The main difference between life course theories (random walks) and identity theories (structural breaks) is the number of breaks. In a world with many breaks, predicting long-term change is difficult. The result is a change in focus to explaining change in any given period, which is driven by these relatively exogenous life events. This conclusion is consistent with empirical practice – if a time series is a true random walk, with no trend and no cointegrated time series, the only feasible strategy is to explain period-to-period, that is, short-term, change. With a time series characterized by random walks, it is simply not possible to explain any long-term pattern because that long-term pattern is driven by random shocks. Ironically, this interpretation of life course theory implies that it is neither possible nor even interesting to study a life course “trajectory” since only period-to-period change contains interesting information – there is no meaning to a life course.

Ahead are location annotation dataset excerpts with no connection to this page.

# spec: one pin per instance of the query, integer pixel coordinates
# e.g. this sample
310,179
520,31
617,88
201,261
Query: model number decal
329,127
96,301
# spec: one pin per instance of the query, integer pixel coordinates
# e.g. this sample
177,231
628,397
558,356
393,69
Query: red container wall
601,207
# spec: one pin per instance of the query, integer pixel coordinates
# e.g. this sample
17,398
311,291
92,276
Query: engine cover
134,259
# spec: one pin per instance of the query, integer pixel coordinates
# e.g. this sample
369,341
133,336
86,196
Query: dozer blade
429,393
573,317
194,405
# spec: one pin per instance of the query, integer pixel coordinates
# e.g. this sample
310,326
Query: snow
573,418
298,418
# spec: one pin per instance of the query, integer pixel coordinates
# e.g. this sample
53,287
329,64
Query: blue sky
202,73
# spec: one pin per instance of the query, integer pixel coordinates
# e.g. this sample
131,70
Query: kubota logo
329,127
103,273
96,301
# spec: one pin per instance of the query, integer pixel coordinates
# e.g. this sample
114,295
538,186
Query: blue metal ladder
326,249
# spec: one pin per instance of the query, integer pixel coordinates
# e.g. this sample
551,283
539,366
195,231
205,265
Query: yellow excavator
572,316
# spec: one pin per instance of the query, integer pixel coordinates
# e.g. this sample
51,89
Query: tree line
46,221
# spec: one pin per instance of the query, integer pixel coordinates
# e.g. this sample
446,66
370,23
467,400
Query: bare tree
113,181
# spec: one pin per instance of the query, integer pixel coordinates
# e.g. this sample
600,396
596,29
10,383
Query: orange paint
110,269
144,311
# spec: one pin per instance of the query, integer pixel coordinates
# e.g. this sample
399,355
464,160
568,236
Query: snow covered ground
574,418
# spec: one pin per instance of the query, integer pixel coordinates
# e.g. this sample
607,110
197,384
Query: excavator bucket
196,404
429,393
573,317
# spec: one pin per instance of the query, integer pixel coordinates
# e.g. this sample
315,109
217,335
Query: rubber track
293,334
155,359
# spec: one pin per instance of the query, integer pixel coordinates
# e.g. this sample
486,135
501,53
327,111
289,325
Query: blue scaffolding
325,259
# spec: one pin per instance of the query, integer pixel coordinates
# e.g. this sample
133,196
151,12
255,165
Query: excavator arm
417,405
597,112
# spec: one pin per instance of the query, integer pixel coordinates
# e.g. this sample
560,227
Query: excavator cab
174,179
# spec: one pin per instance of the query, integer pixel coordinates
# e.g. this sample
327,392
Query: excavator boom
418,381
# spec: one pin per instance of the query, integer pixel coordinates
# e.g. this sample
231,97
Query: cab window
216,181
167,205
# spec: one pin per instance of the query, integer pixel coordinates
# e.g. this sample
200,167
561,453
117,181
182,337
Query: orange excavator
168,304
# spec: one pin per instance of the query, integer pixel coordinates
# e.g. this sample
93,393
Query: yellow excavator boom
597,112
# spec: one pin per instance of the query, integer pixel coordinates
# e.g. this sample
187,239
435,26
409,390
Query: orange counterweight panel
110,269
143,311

All theories of desistance must fit into one of the four basic categories of nonstationary time series models – trends, cointegrated series, series with a structural break, and random walks. Given the distinct empirical character of each of these four basic types of time series, a serious examination of individual time series characteristics should be a fruitful avenue for future empirical research. Further explication of theories within the framework provided by the extensive literature on time series processes should also help to clarify and formalize theories of desistance. Readers interested in seeing empirical examples of this approach should peruse Paternoster and Bushway (2009; Bushway and Paternoster 2012), where some basic illustrations are provided using data from the Cambridge Study in Delinquency Development (CSDD) data (Farrington et al. 2006).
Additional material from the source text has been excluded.